Ca2+ pump activity is known to be reduced in muscular dystrophy and in Brody disease.22,25 However, little information is available on the role of Ca2+ pump in ocular disease, especially in oculomotor disease, although it was reported that Ca2+ pump activity changes in lens epithelial cells after treated with an oxidant or heat.26 In the present study, Ca2+ pump levels, which is one of the factors that impacts the Ca2+ uptake rate, were assayed by western blotting for SERCA 1, a fast twitch isoform of SERCA. However, no significant difference was found between the three groups. Thus we infer that a reduction in Ca2+ uptake in IOOA is not due to reduced Ca2+ pump levels, but rather is probably due to a functional abnormality in SERCA 1, or in phospholamban, a SERCA regulator, or alternatively to a reduced level of ATP phosphorylation. Further studies are needed to resolve this issue.
Calsequestrin is a Ca2+ storage protein that binds Ca2+ within the lumen of the sarcoplasmic reticulum. The protein is usually fixed in the junctional sarcoplasmic reticulum and located near the ryanodine receptor. Calsequestrin is negatively charged and interacts with the positively charged triadin and ryanodine receptors. Furthermore, calsequestrin has been reported to be related to Ca2+-ATPase present in the sarcoplasmic reticulum.27,28 In the present study, no significant difference was found between the three groups with respect to calsequestrin expression, which suggests that Ca2+ concentrations in the sarcoplasmic reticulum might not be different between groups. However, this does not exclude the possibility that Ca2+ storage capacity in the sarcoplasmic reticulum by calsequestrin is impaired.

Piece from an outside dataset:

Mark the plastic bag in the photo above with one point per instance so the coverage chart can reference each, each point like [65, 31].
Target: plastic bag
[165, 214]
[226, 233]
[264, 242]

In the present study, we attempted to unravel the mechanism of IOOA from a molecular perspective rather than from the anatomical or histological standpoints. Thus, we evaluated ryanodine receptor binding, Ca2+ uptake, the relation between SERCA and uptake, and calsequestrin (Ca2+ storage), in normal, primary IOOA, and secondary IOOA. Initially we hypothesized that the pathogenesis of IOOA (especially in primary IOOA) is associated with changes in intracellular Ca2+ concentration and Ca2+ movement. The observed delay in Ca2+ uptake by the sarcoplasmic reticulum in primary IOOA seems remarkable. However, this study has some limitations. First, age-matched controls are required to exclude the possibility of age-related changes in Ca2+ signaling or, may be, in tissue stability. Second, the number of sample is small. Last, there are many other proteins involved in the Ca2+ signaling and contraction in muscles that would deserve a closer analysis. Further study is needed to determine whether delayed Ca2+ uptake per se has a causal relationship on increased intracellular Ca2+ concentration. Moreover, a significant reduction in ryanodine receptor binding was also observed in primary IOOA. Thus, the simultaneous measurements of intracellular Ca2+ concentration and muscle contraction, and functional analysis of regulating protein abnormalities require further investigation.